Primary myocardial disease in the cat. A model for human cardiomyopathy

LP Tilley, SK Liu, SR Gilbertson, BM Wagner and PF Lord

Thirty-four cats with primary myocardial disease were studied. The cats were divided into two groups, depending on the clinical, hemodynamic, angiocardiographic, and pathologic findings. Group A consisted of those cats with hypertrophic cardiomyopathy and Group B consisted of those cats with congestive cardiomyopathy. Similarity in the characteristics of cardiomyopathy in the human cat was found. Both Group A and Group B consisted predominantly of mature adult male cats.
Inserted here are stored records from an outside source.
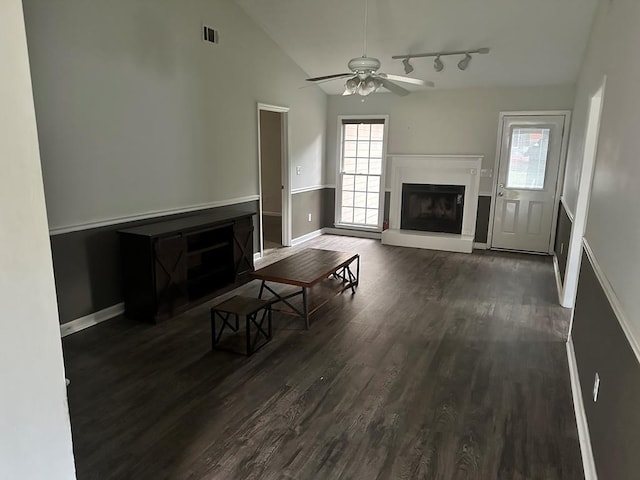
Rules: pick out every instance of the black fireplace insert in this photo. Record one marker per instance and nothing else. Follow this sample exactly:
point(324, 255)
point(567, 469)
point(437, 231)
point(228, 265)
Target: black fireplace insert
point(432, 208)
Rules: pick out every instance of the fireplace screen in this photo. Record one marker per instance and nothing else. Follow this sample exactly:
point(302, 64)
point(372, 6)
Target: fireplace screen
point(432, 208)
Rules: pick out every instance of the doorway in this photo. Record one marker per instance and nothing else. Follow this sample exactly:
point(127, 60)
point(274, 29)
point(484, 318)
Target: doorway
point(275, 228)
point(529, 163)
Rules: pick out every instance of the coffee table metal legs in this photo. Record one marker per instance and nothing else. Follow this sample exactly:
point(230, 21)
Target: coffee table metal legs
point(344, 274)
point(305, 306)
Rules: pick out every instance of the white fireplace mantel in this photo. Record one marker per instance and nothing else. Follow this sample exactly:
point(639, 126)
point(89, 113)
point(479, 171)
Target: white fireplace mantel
point(436, 170)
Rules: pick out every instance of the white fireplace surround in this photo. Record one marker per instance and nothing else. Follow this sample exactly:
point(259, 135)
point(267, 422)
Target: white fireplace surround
point(436, 170)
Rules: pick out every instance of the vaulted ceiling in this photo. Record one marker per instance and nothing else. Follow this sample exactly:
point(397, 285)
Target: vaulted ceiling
point(533, 42)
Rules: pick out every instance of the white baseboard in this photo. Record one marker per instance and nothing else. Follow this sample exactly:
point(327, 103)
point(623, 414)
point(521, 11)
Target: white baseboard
point(90, 320)
point(353, 233)
point(447, 242)
point(307, 237)
point(588, 462)
point(556, 271)
point(266, 213)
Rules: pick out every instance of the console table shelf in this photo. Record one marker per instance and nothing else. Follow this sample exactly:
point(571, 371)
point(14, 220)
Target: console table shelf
point(173, 265)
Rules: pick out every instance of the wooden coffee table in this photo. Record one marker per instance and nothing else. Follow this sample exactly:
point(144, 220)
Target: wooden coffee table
point(323, 273)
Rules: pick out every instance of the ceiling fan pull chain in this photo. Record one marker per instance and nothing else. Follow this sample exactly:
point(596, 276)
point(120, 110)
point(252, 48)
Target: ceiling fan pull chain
point(366, 14)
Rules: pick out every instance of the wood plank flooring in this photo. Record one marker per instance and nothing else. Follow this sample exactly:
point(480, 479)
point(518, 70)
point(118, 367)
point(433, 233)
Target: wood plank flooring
point(441, 366)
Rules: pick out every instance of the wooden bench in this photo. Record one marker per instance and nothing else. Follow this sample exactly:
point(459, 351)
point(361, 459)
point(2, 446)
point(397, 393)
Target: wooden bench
point(255, 311)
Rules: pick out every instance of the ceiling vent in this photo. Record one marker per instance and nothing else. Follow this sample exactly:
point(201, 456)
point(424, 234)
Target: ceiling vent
point(210, 35)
The most common presenting signs were dyspnea and/or thromboembolism, systolic murmurs with gallop rhythms on auscultation, cardiomegaly with (Group A) or without (Group B) pulmonary edema, abnormal electrocardiograms, elevated left ventricular end diastolic pressures, and angiocardiographic evidence of mitral regurgitation with left ventricular concentric hypertrophy (Group A) or left ventricular dilatation (Group B). Some cats in Group A also had evidence of left ventricular outflow obstruction. The principal pathologic findings in these cats were left atrial dilatation, symmetric hypertrophy or asymmetric septal hypertrophy of the left ventricle (Group A), and dilatation of the four cardiac chambers (Group B). Aortic thromboembolism was commonly observed in both groups. These clinical and pathologic findings indicate that cardiomyopathy in the cat is similar to the two most common forms of cardiomyopathy in the human (hypertrophic cardiomyopathy, with and without obstruction, and congestive cardiomyopathy).